Christmas is a time for family, friends and gifts. In the Southern hemisphere, it’s also a sign that summer is here. The lead up to Christmas is marked by the end of the school year with prizegivings and Christmas plays. There are office Christmas parties and Secret Santas, with most workplaces closing for a few works. In New Zealand, Christmas heralds the beginning of the summer holidays.
In many ways, Christmas in New Zealand has many of the same traditions as a northern hemisphere Christmas, especially as New Zealand is a former British colony. Santa appears in red and white and comes riding in on his sleigh. In recent years, there has been more effort to create summer variations on the theme, but you’ll there’s still almost always a hint of winter to Christmas décor.

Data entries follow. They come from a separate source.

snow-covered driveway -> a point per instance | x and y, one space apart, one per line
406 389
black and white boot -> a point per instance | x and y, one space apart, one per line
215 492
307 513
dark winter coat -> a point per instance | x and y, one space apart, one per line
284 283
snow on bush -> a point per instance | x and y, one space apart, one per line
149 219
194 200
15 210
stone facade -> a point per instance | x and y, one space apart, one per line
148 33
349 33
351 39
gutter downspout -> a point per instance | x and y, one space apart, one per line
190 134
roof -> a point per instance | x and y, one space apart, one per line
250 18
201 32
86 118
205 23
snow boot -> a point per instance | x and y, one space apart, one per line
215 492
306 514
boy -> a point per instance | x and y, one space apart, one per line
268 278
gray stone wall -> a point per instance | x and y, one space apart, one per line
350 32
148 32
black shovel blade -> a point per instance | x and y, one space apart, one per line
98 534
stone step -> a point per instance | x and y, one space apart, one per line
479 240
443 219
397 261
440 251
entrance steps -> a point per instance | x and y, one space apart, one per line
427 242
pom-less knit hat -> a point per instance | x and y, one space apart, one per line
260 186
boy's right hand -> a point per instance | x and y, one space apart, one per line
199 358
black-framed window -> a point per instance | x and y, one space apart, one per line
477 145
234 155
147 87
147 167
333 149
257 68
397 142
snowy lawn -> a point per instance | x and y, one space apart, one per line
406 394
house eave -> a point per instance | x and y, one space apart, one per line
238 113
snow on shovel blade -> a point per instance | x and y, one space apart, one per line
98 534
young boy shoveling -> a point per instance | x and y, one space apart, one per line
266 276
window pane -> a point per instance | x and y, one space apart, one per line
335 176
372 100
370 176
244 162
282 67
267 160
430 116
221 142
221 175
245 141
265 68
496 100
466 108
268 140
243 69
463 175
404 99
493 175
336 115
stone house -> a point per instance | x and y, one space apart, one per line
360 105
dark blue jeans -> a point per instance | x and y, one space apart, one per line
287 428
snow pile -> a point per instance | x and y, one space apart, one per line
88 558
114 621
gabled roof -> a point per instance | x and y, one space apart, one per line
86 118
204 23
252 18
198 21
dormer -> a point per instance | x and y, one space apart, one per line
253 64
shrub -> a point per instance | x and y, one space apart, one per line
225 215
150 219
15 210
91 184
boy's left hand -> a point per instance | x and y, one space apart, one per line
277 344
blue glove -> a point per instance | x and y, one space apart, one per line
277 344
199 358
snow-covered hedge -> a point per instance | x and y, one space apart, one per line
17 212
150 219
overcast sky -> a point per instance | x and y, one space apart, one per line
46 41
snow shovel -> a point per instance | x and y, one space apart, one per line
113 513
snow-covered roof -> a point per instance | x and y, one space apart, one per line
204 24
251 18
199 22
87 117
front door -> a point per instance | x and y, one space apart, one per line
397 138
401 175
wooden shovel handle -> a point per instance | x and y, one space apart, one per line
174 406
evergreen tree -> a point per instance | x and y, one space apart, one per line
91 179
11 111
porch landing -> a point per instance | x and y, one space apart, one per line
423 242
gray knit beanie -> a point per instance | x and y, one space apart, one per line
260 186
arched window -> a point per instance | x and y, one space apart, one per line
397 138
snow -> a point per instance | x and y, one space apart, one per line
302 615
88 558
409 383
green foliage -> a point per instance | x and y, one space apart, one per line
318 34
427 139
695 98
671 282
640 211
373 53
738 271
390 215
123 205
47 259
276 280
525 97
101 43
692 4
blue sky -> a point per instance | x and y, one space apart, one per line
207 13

However, there are some traditions that you’ll really only find in a Kiwi Christmas in the summer. In New Zealand, you know Christmas is near when the Pohutukawa trees bloom. Nicknamed the Kiwi Christmas tree, the Pohutukawa blossoms are deep red tying in beautifully with the Christmas tree. The night before Christmas, children leave out a carrot for a Rudolf and cookies for Santa - with bottle of beer instead of the traditional glass of milk (probably a good indication of the importance of beer to New Zealand celebrations).
On the big day itself, people usually gather at family member’s house. Some people go to church, although this isn’t as common as it used to be (and New Zealand generally isn't a very religious country), and some families choose to go to the beach for lunch. It’s also common for people to head away for Christmas, usually somewhere pretty and coastal. Often a Santa will turn up at the hotel or campground with presents for the kids. Regardless, mornings are the time to gather around the tree and open presents.
Lunch is the big meal, and there are usually plans to eat outside. This often happens, but not always, often due to clouds, rain or simply too many flies. The food is usually relatively traditional - think ham, lamb and roast potatoes. Seafood often features too, especially if you have a family member that fishes or dives.
In a nod to the weather, there’s generally a greater emphasis on salads and cooler desserts. Pavlova and trifle appear on almost everyone’s table. It’s not unusual for some of the food to be barbecued or smoked, and beer is definitely a staple.
During lunch, there are Christmas crackers and hats. People inevitably eat and drink too much which leads to a sleepy afternoon – the men in the household often sneak in an afternoon nap. Once the big meal has worn off, someone inevitably suggests a game, often cricket in the backyard. Or the kids will produce their Christmas presents – this is where you discover that all the cousins got water guns and chaos erupts in a big family water fight.
The day after Christmas is Boxing Day – a time for shopping (there are usually good sales) and cricket. In the few days just after Christmas, many people also head on holiday, usually a beach for New Year’s. And there’s plenty of time to relax. New Zealand has an extra public holiday – the Day after New Year’s Day – just in case you need a little bit longer to recover from the festivities.